Error in processing bunch of images by TWS

I created a Classifier (on TWS Fiji) and wanted to use this on other images in a file by java code. However, I always get an error like this:

Here is my code: I guess the problem located in the line: ImagePlus result = segmentator.applyClassifier(image); which is the mentioned No.36 line code in the error panel. But I couldn’t find out the mistakes. Can anyone give me some inspiration so that I know how to move on? Many thanks in advance.

//create segmentator
		WekaSegmentation segmentator = new WekaSegmentation();

		//load classifier
		File modelPath = new File("C:\\Users\\yuanf\\Desktop\\sample\\model\\50bl50c_classifier.model");

		//get list of input images
		File inputDir = new File("C:\\Users\\yuanf\\Desktop\\sample\\Various Density");
		File[] listOfFiles = inputDir.listFiles();

		//define the output dir
		File outputDir = new File("C:\\Users\\yuanf\\Desktop\\sample\\WekaResults");

		for (File f:listOfFiles) {
			if(!f.isDirectory()) {
				ImagePlus image = IJ.openImage(f.getPath());
				if (image == null) {
					IJ.error("No image" + f.getPath());
				}else {
				// apply classifier and get results (0 indicates number of threads is auto-detected)
				ImagePlus result = segmentator.applyClassifier(image);
				// assign same LUT as in GUI
				result.setLut( Utils.getGoldenAngleLUT());
				// save result as TIFF in output folder
				String outputFileName = f.getName().replaceFirst("[.][^.]+$", "") + ".tif";
				new FileSaver( result ).saveAsTiff( outputDir.getPath() + File.separator + outputFileName );

Hello @Yuanfei_Mai and sorry for the late answer!

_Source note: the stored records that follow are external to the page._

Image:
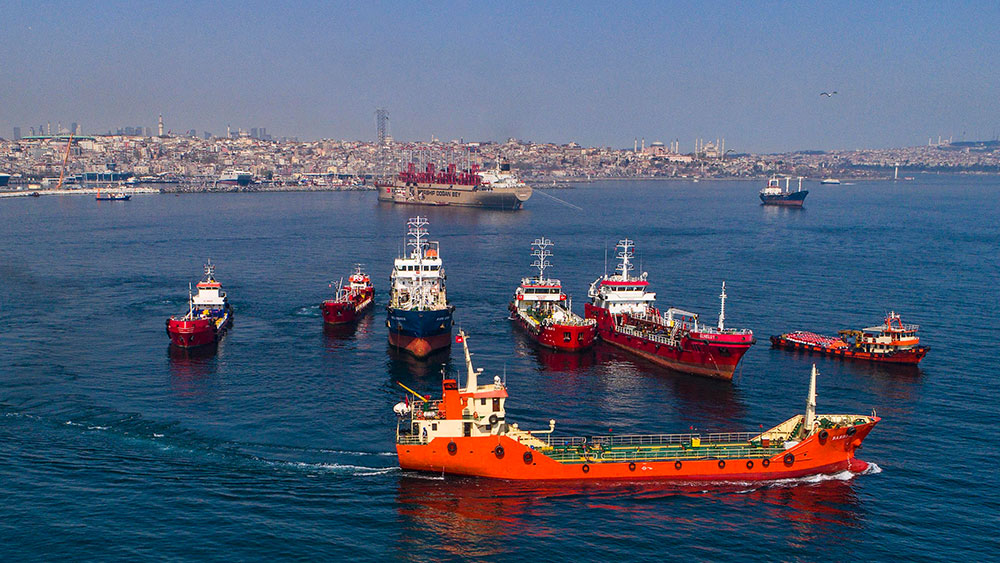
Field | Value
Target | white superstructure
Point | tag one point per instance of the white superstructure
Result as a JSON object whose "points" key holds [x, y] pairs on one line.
{"points": [[418, 279]]}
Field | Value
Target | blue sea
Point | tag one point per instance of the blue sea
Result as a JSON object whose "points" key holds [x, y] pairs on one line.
{"points": [[279, 443]]}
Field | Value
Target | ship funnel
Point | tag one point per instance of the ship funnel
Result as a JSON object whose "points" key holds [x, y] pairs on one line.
{"points": [[810, 404]]}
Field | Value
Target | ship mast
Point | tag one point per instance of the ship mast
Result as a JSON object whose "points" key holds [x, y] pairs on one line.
{"points": [[417, 232], [472, 381], [810, 404], [540, 246], [722, 308], [625, 254]]}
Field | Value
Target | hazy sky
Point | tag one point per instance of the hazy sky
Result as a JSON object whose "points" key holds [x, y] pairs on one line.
{"points": [[599, 74]]}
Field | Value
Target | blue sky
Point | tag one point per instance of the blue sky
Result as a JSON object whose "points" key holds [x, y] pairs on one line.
{"points": [[599, 74]]}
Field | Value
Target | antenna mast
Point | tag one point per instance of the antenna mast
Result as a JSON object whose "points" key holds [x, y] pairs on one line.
{"points": [[625, 255], [722, 308], [541, 252]]}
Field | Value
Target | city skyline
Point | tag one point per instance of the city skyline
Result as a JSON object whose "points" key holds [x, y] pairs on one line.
{"points": [[554, 73]]}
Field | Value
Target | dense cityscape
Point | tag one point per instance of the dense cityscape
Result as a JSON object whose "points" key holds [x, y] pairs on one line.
{"points": [[136, 154]]}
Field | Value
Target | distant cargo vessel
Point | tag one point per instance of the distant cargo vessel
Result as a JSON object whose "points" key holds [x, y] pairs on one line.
{"points": [[891, 342], [773, 194], [494, 189], [626, 318], [466, 432], [235, 178], [208, 317], [542, 309], [419, 315]]}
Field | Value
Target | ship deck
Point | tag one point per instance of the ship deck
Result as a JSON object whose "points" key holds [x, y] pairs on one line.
{"points": [[667, 447]]}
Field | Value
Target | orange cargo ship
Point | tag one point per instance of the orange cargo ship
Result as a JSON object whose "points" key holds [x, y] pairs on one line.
{"points": [[466, 432], [892, 342]]}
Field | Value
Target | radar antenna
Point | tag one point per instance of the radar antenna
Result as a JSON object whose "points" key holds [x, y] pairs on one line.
{"points": [[541, 252], [625, 255]]}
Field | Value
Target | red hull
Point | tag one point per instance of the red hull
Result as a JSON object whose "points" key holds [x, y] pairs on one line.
{"points": [[343, 312], [565, 338], [480, 456], [906, 357], [421, 347], [192, 333], [716, 359]]}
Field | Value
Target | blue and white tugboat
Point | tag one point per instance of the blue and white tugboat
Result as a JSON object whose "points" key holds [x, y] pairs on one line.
{"points": [[419, 315]]}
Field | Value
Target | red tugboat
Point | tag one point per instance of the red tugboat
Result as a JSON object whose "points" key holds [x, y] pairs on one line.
{"points": [[352, 300], [546, 313], [209, 315], [892, 342], [466, 432], [627, 318]]}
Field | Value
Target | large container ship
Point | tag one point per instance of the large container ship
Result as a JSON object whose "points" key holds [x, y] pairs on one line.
{"points": [[773, 194], [891, 342], [208, 317], [467, 432], [493, 189], [240, 178], [627, 318], [419, 315], [543, 311], [351, 301]]}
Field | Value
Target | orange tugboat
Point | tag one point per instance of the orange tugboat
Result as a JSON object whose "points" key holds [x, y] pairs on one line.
{"points": [[892, 342], [466, 432], [546, 313], [352, 300]]}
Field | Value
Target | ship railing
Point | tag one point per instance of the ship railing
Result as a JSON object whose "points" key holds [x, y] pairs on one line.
{"points": [[651, 336], [640, 454]]}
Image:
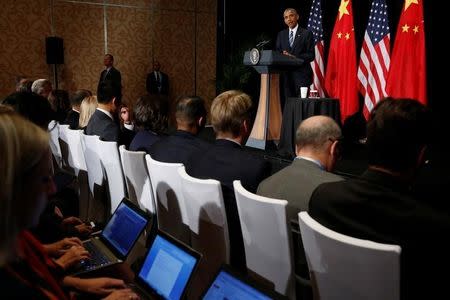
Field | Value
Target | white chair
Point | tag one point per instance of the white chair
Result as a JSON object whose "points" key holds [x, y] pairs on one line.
{"points": [[343, 267], [208, 225], [97, 209], [53, 129], [267, 238], [137, 178], [110, 158], [76, 158], [64, 146], [170, 207], [77, 162]]}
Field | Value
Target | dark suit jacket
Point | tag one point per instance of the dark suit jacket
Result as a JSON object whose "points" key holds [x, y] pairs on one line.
{"points": [[72, 119], [177, 148], [226, 161], [114, 77], [102, 125], [143, 141], [378, 207], [303, 48], [152, 85]]}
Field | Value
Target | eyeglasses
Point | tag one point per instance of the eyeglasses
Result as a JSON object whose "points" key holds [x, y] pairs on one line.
{"points": [[339, 146]]}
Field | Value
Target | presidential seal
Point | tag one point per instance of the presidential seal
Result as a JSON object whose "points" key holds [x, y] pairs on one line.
{"points": [[254, 56]]}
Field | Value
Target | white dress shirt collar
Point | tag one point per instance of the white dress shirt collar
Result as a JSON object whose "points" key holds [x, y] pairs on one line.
{"points": [[106, 112]]}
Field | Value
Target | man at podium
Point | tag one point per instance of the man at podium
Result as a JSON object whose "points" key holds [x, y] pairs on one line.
{"points": [[296, 42]]}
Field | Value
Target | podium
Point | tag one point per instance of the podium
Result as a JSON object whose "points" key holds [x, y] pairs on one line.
{"points": [[269, 64]]}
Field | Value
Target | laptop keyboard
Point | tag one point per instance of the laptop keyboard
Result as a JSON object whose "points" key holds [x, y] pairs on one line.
{"points": [[97, 257]]}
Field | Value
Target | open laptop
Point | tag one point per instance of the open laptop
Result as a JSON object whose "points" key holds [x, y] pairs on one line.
{"points": [[229, 284], [116, 240], [167, 269]]}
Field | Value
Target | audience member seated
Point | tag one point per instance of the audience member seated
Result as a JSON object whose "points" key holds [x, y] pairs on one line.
{"points": [[102, 122], [42, 87], [150, 124], [73, 116], [191, 118], [53, 224], [379, 205], [23, 84], [60, 103], [87, 109], [25, 183], [317, 144], [226, 161]]}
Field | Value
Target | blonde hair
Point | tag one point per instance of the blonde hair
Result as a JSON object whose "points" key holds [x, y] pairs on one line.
{"points": [[87, 109], [229, 110], [23, 144]]}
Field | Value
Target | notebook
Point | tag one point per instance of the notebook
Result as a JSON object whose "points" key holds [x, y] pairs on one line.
{"points": [[229, 284], [167, 269], [116, 240]]}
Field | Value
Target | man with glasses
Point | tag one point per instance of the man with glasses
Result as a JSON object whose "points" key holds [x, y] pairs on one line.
{"points": [[317, 146]]}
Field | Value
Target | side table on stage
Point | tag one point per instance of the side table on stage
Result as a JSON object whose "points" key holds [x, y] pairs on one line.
{"points": [[269, 64], [298, 109]]}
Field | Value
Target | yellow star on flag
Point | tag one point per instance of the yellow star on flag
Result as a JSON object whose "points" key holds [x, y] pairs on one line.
{"points": [[405, 28], [409, 2], [343, 8]]}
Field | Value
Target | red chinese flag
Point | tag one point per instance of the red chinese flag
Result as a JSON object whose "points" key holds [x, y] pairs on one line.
{"points": [[340, 79], [407, 74]]}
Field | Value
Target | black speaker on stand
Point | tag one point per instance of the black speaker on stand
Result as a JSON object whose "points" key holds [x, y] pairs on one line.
{"points": [[54, 49]]}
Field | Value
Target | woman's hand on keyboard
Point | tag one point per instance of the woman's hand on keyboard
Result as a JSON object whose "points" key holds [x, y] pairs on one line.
{"points": [[72, 257]]}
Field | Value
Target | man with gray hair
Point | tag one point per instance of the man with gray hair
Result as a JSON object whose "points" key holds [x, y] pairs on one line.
{"points": [[42, 87], [317, 146]]}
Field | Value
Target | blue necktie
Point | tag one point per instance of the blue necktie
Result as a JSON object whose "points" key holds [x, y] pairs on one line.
{"points": [[291, 38]]}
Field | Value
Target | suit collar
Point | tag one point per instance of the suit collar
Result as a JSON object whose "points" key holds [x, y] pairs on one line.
{"points": [[228, 143], [309, 161], [185, 134]]}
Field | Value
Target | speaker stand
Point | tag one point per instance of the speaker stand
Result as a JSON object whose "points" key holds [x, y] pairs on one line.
{"points": [[55, 76]]}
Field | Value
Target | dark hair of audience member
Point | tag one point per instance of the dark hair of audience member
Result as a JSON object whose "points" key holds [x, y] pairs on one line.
{"points": [[35, 108], [147, 116], [189, 109], [78, 96], [107, 92], [397, 131]]}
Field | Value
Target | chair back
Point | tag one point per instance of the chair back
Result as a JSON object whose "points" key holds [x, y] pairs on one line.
{"points": [[64, 146], [98, 208], [208, 225], [137, 178], [53, 129], [110, 158], [170, 206], [76, 158], [77, 164], [267, 238], [344, 267]]}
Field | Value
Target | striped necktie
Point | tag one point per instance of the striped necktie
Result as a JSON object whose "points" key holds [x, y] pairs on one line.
{"points": [[291, 38]]}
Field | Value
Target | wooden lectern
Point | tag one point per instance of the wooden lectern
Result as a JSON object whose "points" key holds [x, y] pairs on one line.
{"points": [[269, 64]]}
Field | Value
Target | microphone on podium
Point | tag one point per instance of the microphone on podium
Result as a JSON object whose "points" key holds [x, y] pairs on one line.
{"points": [[262, 43]]}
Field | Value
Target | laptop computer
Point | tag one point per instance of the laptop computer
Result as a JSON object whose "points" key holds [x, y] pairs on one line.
{"points": [[116, 240], [229, 284], [167, 269]]}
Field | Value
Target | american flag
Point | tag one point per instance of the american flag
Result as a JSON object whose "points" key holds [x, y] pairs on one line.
{"points": [[315, 25], [375, 57]]}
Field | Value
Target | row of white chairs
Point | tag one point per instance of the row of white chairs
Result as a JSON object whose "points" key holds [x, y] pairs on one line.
{"points": [[193, 211]]}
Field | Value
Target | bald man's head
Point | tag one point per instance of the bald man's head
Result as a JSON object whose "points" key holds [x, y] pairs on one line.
{"points": [[316, 131]]}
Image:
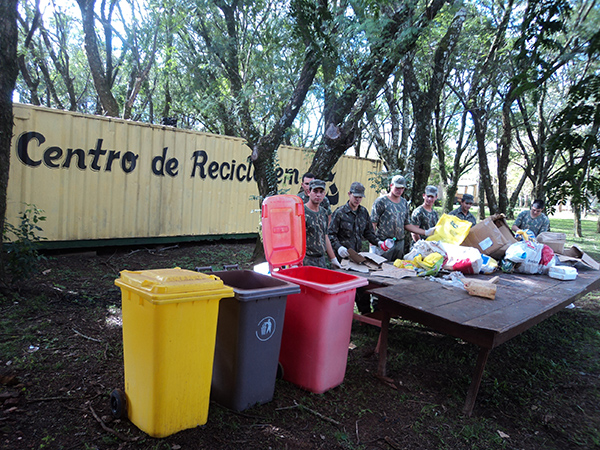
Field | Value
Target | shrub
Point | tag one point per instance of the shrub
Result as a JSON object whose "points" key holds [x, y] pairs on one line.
{"points": [[21, 244]]}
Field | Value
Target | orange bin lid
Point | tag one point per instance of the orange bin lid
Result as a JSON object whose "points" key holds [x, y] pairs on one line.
{"points": [[283, 227]]}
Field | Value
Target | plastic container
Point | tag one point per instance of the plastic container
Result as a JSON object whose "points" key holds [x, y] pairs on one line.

From the exception you got, you can see it is a memory problem. Probably your image is too large to fit all its feature into memory. To prevent that, you can use the strategy describe on this script. Let me know if you have questions!

Thank you for your help! The code finally works when I used smalled images but all the results I got are fully red images. Do you know why?

It is hard to say without seeing any image. In principle, the classifier should work if the test images are similar in content and histogram to the training ones.

Hello! @iarganda
Finally, I successfully obtained the segmented results by using smaller size images. However, the whole image still can’t be segmented by setting the tiles. It seems that the program still run out of the memory no matter I set the tiles as 3 or 10. Is it the memory exploited the same, no matter how I set the tiles as long as I work on a same large image?

// apply classifier and get results (0 indicates number of threads is auto-detected)
  int[]	tilesPerDim = new int[ 2 ];
		tilesPerDim[ 0 ]  = 3;
		tilesPerDim[ 1 ]  = 3;
		ImagePlus result = segmentator.applyClassifier(image,tilesPerDim, 0, getProbs);

The smaller the tiles, the smaller the memory you use. What are your image sizes?

I tried tiles = 1 again but it still ran out of memory. Maybe I need to try another machine which has larger RAM. The image I am testing is 665665 micrometer(20482048),16bit,8M.

How much RAM do you have? The image is not that large. You got an error using 10 tiles on each dimension?

Yes. Come to error at tiles = 10 on each dimension. I have 4GB on work. is it too small?

What is the size of image you used for training? (in the same machine)

the training iamge has the same size as the one I used to test.

That is very surprising then. You shouldn’t have any problem. Can you send me the input and output images together with the trained model?

The model I developed, the training image, the segmentation results of training images and the testing image are all included in this file.

Thanks in advance for your patience and help.